Пятое Евангелие (Колдуэлл) - страница 209

Но с тех пор как я уехал, меры безопасности усилились. Объявление в вестибюле гласило, что каждый лифт теперь обслуживает отдельный этаж. Я услышал, как лифтеры просят пассажиров показать ключи, прежде чем зайти в кабину, и решил пойти по лестнице. Но как только я собрался открыть дверь третьего этажа, над головой раздался голос.

– Святой отец, это не тот этаж. Вам выше.

С площадки четвертого этажа, шагая через две ступеньки, спустился швейцарский гвардеец. К счастью, мы были незнакомы.

– Могу я взглянуть на ваш ключ? – спросил он.

Похоже, его поставили на пост у пожарного выхода.

Я показал ключ, и гвардеец кивнул. На ключе от комнаты, где останавливались мы с Петросом, значилось: «435».

– Следуйте за мной, святой отец, – медленно произнес он по-итальянски.

И с нарочитым жестом повел меня вверх по ступенькам.


На четвертом этаже кипела жизнь. Повсюду ходили священники. Я был поражен. На каждом – восточное облачение. Должно быть, это православные Симона. В холле я насчитал их одиннадцать. Двенадцатый священник открыл дверь своего номера, что-то сказал стоящему снаружи коллеге и вернулся к себе. Его язык оказался мне незнаком. Сербский? Болгарский?

И тут меня осенило: по крайней мере некоторые из этих священников должны быть греками. Монахиня за стойкой, не зная, из какой я страны, приветствовала меня по-гречески. Значит, Симон ездил и туда – он не мог не раздать приглашения на родине.

Сколько же всего стран он проехал? Сколько священников, скольких национальностей стояли сейчас в этом зале? Подобного еще никто никогда даже не пробовал совершить.

Я оглянулся на стоящего за пожарной дверью швейцарского гвардейца. И мне в голову пришла еще одна мысль. Швейцарцами командует только папа. Только Иоанн Павел и Новак могли направить сюда этих солдат. Они наверняка знали масштабы работы Симона.

Все, что я на тот момент мог делать, – это наблюдать. Священники сходились группками и снова расходились. У православных христиан нет централизованной власти, нет папы, как у католиков. Патриарх Константинопольский – их почетный глава, но, в сущности, православная церковь представляет собой федерацию национальных церквей, и у многих из них – собственный патриархат.

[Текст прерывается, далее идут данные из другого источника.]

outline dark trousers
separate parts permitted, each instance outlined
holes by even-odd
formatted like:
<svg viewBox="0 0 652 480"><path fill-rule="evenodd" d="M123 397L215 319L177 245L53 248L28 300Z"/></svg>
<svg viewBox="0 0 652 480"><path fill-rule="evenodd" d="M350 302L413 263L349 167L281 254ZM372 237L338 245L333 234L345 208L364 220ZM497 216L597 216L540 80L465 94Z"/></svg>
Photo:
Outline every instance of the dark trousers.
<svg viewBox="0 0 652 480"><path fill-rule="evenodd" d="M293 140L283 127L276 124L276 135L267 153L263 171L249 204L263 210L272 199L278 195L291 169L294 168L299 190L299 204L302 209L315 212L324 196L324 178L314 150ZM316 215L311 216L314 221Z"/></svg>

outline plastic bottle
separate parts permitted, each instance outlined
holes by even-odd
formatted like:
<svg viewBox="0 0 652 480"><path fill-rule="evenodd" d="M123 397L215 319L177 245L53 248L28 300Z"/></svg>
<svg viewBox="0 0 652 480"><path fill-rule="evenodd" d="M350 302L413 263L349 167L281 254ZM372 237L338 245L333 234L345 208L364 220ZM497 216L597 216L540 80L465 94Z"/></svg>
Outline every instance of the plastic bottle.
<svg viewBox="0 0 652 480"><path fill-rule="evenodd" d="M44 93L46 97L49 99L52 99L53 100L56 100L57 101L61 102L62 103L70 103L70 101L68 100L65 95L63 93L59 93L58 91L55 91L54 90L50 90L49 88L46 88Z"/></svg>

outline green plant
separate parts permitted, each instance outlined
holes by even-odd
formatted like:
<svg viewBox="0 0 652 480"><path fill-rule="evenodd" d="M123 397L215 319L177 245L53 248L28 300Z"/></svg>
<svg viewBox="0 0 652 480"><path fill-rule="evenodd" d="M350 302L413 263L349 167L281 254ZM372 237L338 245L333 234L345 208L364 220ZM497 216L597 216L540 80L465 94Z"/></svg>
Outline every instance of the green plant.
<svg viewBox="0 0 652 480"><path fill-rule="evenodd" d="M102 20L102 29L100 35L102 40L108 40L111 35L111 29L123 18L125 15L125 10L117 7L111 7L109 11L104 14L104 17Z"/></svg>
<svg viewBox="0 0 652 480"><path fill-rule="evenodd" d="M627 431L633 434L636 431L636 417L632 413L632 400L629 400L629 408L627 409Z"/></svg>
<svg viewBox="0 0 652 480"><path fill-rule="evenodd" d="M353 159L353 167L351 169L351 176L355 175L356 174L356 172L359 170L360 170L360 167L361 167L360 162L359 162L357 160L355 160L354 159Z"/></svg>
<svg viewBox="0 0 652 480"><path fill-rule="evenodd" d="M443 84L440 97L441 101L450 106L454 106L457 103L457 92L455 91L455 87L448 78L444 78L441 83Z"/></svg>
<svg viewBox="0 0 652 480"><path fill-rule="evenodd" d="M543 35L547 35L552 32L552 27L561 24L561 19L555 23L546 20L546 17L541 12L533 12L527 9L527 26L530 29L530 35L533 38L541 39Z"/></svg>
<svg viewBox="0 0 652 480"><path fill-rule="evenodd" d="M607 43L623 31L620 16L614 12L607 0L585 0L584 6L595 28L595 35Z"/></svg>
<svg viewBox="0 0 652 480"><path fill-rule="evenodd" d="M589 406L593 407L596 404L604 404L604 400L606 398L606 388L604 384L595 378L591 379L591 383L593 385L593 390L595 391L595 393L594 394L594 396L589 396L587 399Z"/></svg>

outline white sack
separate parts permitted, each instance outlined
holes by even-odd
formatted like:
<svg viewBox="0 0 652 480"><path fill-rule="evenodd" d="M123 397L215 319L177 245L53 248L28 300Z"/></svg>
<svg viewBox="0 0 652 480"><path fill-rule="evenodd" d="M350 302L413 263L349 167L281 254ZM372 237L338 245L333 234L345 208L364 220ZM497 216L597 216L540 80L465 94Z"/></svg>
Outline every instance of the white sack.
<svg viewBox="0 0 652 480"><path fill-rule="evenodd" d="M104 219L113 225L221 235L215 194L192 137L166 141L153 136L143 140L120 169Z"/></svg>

Сама идея такой клерикальной демократии, когда ни один епископ не получает приказаний от другого, – кошмар для католика, верный путь к хаосу. Однако за две тысячи лет узы традиции и общей веры сделали братьями православных священников из всех уголков христианского мира. Даже в нервной атмосфере этого коридора, наполненной ожиданиями, люди переступали все границы и приветствовали друг друга. Они говорили на языках друг друга – иногда бегло, иногда запинаясь. Улыбок было почти столько же, сколько бород. Мне показалось, что я вижу перед собой древнюю церковь, мир, который оставили после себя апостолы. И я вдруг ощутил странное, очень глубокое чувство дома.